A ROW over the publication of an account of Kingsley Amis's last days has had a seismic effect on London's literary world - the latest result is the break-up of one of Britain's leading literary agencies, Aitken, Stone and Wylie.
Last week, the agency became Aitken and Stone. Andrew Wylie, probably the most famous literary agent in the world, and so celebrated for his ruthlessness that he is called "the Jackal", had left. His client list includes Norman Mailer, Salman Rushdie, V S Naipaul, Saul Bellow - and Martin Amis, Kingsley's son. Nobody will comment, but the literati are in little doubt that the row over the dying days of Amis senior triggered Wylie's move.
It began when Eric Jacobs, Kingsley's biographer, offered his diaries for publication within a week of the novelist's death last October. He had kept them as an aide-memoire since 1992 and they recounted Kingsley's prodigious capacity for drink, his "outrageous" demands for attention and his addiction to Coronation Street.
The Amis family objected. "How you look and behave when you are dying," said Martin, "are not normally for publication within days of the death." Jacobs agreed to withdraw them.
But, when the Amis family decided that he should not edit Kingsley's letters, Jacobs was furious. He had agreed on the project with Kingsley, he said. He would publish the offending diaries after all.
His agent, Gillon Aitken (the Aitken of Aitken, Stone and Wylie), brokered a deal with the Sunday Times. Henceforth, all is speculation. Literary insiders reckon that Wylie would have left the agency rather than jeopardise his relationship with Martin Amis, his most spectacular capture. Amis was poached from a rival agency only last year on the promise that Wylie would get him a pounds 500,000 advance for his novel, The Information.

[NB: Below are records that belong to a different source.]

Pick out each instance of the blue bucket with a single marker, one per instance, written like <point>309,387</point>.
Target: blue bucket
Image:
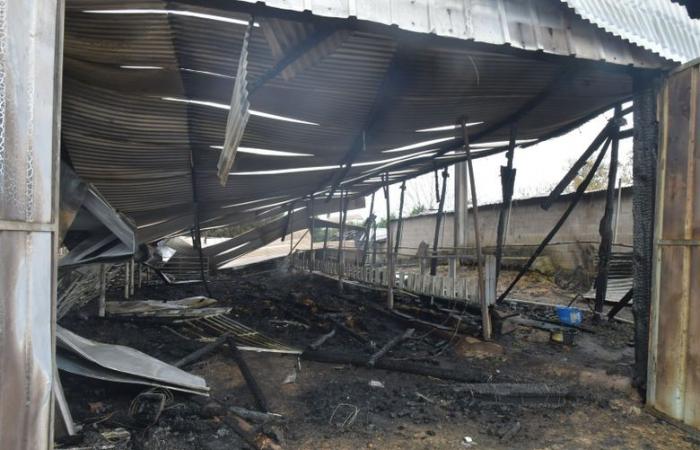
<point>569,316</point>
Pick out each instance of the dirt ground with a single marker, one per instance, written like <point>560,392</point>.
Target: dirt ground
<point>336,406</point>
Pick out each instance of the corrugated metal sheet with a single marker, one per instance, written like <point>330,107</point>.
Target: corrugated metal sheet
<point>144,90</point>
<point>536,25</point>
<point>238,114</point>
<point>674,353</point>
<point>29,77</point>
<point>657,25</point>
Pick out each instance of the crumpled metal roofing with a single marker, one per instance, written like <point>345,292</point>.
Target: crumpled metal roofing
<point>657,25</point>
<point>148,86</point>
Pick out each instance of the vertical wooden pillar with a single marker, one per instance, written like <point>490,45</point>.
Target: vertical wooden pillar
<point>103,291</point>
<point>127,271</point>
<point>368,228</point>
<point>439,217</point>
<point>399,222</point>
<point>606,231</point>
<point>485,309</point>
<point>341,256</point>
<point>507,183</point>
<point>645,149</point>
<point>312,225</point>
<point>389,250</point>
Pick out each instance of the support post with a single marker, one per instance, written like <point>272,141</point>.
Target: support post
<point>485,309</point>
<point>399,222</point>
<point>605,229</point>
<point>507,183</point>
<point>645,151</point>
<point>312,226</point>
<point>126,279</point>
<point>368,228</point>
<point>131,277</point>
<point>438,223</point>
<point>341,256</point>
<point>461,210</point>
<point>389,250</point>
<point>103,291</point>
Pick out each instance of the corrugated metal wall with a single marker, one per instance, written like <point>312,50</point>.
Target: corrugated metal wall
<point>29,93</point>
<point>674,357</point>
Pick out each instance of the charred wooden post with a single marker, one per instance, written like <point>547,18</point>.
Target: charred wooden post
<point>126,279</point>
<point>312,226</point>
<point>374,244</point>
<point>368,229</point>
<point>574,201</point>
<point>103,291</point>
<point>389,250</point>
<point>645,151</point>
<point>485,313</point>
<point>258,395</point>
<point>325,246</point>
<point>507,183</point>
<point>438,223</point>
<point>605,229</point>
<point>399,222</point>
<point>341,256</point>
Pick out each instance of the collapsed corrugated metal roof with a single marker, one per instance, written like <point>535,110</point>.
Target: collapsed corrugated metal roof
<point>333,103</point>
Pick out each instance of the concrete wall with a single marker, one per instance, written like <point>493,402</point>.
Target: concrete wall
<point>574,246</point>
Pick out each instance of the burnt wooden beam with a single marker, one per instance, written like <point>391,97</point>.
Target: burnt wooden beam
<point>574,201</point>
<point>507,183</point>
<point>390,274</point>
<point>258,395</point>
<point>399,222</point>
<point>393,342</point>
<point>202,352</point>
<point>485,313</point>
<point>606,231</point>
<point>464,375</point>
<point>368,229</point>
<point>645,154</point>
<point>438,224</point>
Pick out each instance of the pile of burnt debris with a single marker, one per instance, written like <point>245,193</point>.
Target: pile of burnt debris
<point>290,360</point>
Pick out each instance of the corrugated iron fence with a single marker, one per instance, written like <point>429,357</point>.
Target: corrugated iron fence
<point>674,347</point>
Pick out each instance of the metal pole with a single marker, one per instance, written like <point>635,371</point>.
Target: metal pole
<point>389,250</point>
<point>126,279</point>
<point>399,223</point>
<point>103,291</point>
<point>312,260</point>
<point>605,249</point>
<point>617,210</point>
<point>368,228</point>
<point>485,314</point>
<point>131,277</point>
<point>341,258</point>
<point>507,182</point>
<point>438,224</point>
<point>461,210</point>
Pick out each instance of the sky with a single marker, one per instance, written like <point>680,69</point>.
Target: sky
<point>539,169</point>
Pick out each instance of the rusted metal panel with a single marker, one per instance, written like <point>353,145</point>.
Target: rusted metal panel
<point>674,347</point>
<point>29,98</point>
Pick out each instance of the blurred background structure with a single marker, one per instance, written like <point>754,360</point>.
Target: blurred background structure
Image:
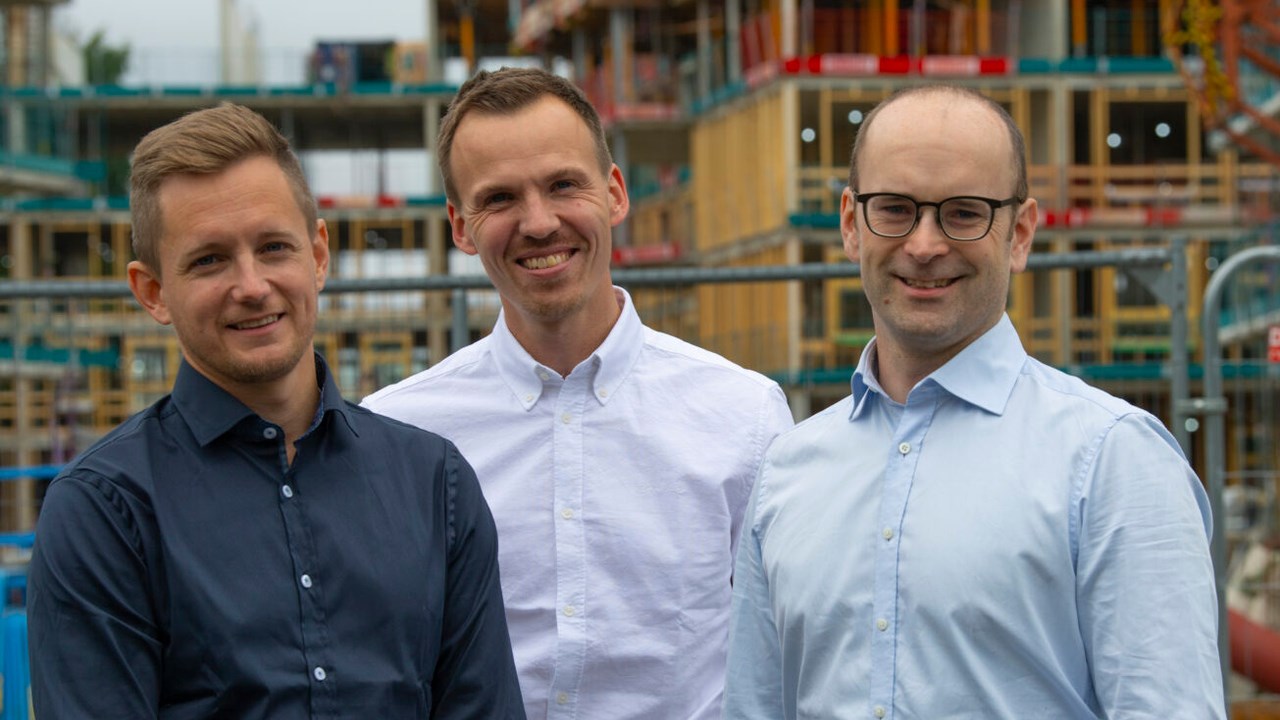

Jacobs, however, insists that, though he does not know what led to the split, "it's nothing to do with Martin and me". And other literary insiders think that any row over the Jacobs diaries was merely the culmination of a longer-running dispute. "There have been a lot of financial complications," said one insider.
So what will Wylie, an American who also has a base in New York, do now? London's agents are nervous about him being on the loose. His favoured method of gaining writers is said to be approaching them at parties and asking whether they would like a million dollars for their next novel. When they nod their heads, he reputedly replies: "Well, I've already made it for you. You just have to say yes."
The fear is that Wylie may now set up his own worldwide operation and snap up even more high-profile authors. "Agents are notoriously edgy and insecure about their relationships with their clients," said one source. "When someone like Wylie is hovering they start panicking and locking their doors."